CAMPAIGN: Education for a Sustainable Future


It was the work of organizations like the UN, AACSB International, EFMD, the Aspen Institute’s Business and Society Program, EABIS, GMAC, GRLI, and Net Impact that led to the recognition by the United Nations of the need for a focus on the leadership being taught in higher education institutions—and in particular in management education. The PRME initiative (Principles for Responsible Management Education) was developed to fill this role eight years ago by the UN Global Compact, deans, university presidents, and representatives of business schools. 

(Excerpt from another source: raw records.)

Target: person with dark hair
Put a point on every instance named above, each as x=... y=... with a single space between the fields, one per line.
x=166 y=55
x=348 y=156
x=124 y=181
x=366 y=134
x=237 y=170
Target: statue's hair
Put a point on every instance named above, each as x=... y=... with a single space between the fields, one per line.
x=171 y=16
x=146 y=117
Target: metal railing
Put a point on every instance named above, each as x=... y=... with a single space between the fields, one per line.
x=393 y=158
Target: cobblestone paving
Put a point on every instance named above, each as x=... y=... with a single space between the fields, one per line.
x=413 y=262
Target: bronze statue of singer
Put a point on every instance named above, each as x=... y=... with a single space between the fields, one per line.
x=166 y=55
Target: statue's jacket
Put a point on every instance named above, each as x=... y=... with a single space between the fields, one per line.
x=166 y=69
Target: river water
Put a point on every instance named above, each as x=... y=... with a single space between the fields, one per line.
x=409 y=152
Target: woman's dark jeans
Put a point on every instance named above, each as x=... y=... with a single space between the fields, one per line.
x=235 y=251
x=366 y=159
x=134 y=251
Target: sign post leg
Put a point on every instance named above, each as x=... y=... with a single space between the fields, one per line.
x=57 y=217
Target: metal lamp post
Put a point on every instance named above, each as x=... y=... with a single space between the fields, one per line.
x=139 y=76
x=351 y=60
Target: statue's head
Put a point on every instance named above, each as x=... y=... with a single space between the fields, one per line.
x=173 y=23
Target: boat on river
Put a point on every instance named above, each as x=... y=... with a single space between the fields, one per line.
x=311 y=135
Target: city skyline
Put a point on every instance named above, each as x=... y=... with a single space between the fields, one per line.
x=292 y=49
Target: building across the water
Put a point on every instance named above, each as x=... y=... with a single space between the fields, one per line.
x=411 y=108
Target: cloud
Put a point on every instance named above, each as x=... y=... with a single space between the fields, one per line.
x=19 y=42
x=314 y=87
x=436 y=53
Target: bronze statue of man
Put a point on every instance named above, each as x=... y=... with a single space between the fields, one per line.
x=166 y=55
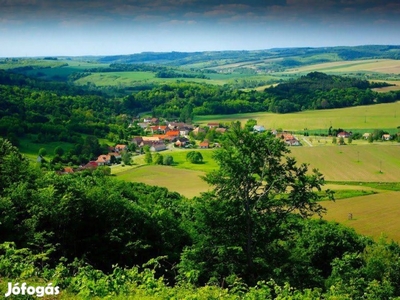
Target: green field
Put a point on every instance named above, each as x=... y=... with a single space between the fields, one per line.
x=183 y=181
x=373 y=215
x=31 y=150
x=385 y=66
x=340 y=163
x=360 y=117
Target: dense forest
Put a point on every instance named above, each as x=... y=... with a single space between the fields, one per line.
x=56 y=111
x=291 y=56
x=251 y=236
x=313 y=91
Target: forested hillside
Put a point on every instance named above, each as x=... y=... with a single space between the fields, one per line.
x=48 y=111
x=250 y=237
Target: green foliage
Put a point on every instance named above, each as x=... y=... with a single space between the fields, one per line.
x=194 y=157
x=148 y=158
x=168 y=160
x=250 y=124
x=42 y=152
x=126 y=157
x=58 y=151
x=158 y=159
x=256 y=190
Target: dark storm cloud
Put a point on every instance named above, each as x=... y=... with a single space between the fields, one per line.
x=199 y=10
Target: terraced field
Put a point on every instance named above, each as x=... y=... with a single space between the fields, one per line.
x=361 y=117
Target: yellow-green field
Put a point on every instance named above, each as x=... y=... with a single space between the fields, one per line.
x=373 y=215
x=387 y=66
x=361 y=117
x=183 y=181
x=340 y=163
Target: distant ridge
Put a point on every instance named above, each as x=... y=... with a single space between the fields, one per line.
x=185 y=58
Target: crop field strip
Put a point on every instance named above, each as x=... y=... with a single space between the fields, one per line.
x=373 y=215
x=377 y=116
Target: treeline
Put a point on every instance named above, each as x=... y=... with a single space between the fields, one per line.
x=313 y=91
x=63 y=112
x=320 y=91
x=46 y=111
x=173 y=74
x=88 y=232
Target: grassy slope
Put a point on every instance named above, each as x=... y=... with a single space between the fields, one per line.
x=373 y=215
x=186 y=182
x=360 y=117
x=371 y=65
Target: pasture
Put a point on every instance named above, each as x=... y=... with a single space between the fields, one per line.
x=353 y=163
x=373 y=215
x=30 y=150
x=385 y=66
x=377 y=116
x=183 y=181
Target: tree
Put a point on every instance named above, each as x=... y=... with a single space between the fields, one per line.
x=148 y=159
x=250 y=124
x=168 y=160
x=258 y=190
x=194 y=157
x=349 y=140
x=42 y=152
x=126 y=157
x=158 y=159
x=59 y=151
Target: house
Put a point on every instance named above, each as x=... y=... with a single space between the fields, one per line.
x=147 y=120
x=220 y=130
x=184 y=131
x=181 y=142
x=213 y=125
x=67 y=170
x=137 y=140
x=289 y=139
x=366 y=135
x=143 y=125
x=157 y=129
x=204 y=144
x=150 y=139
x=343 y=134
x=173 y=133
x=292 y=142
x=117 y=155
x=90 y=165
x=158 y=147
x=198 y=130
x=103 y=160
x=120 y=147
x=258 y=128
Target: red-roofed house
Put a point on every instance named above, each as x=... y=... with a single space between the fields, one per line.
x=121 y=147
x=173 y=133
x=204 y=145
x=213 y=125
x=344 y=134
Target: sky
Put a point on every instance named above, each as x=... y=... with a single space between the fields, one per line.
x=31 y=28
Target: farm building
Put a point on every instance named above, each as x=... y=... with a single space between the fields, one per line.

Throughout these eight years, students have been increasingly requesting and even driving the sustainability agendas at their schools, not so surprisingly, considering arguments that management education has developed to teach a narrow role of managers, to maximize shareholder profit—and not a role of leadership in society. Students, faculty, deans, and whole institutions are embracing the idea that sustainability in the private sector can help solve the many environmental and social challenges we face in the world. Furthermore, business is one of, if not the most popular major for undergraduates and postgraduates. “It is essentially the education of our citizenry,” said Judith Samuelson, the Executive Director of the Aspen Institute Business & Society Program, recently. This brings incredible potential, which is already being tapped into by many, for management education to influence to develop the attitudes, ethics and visions of future leaders.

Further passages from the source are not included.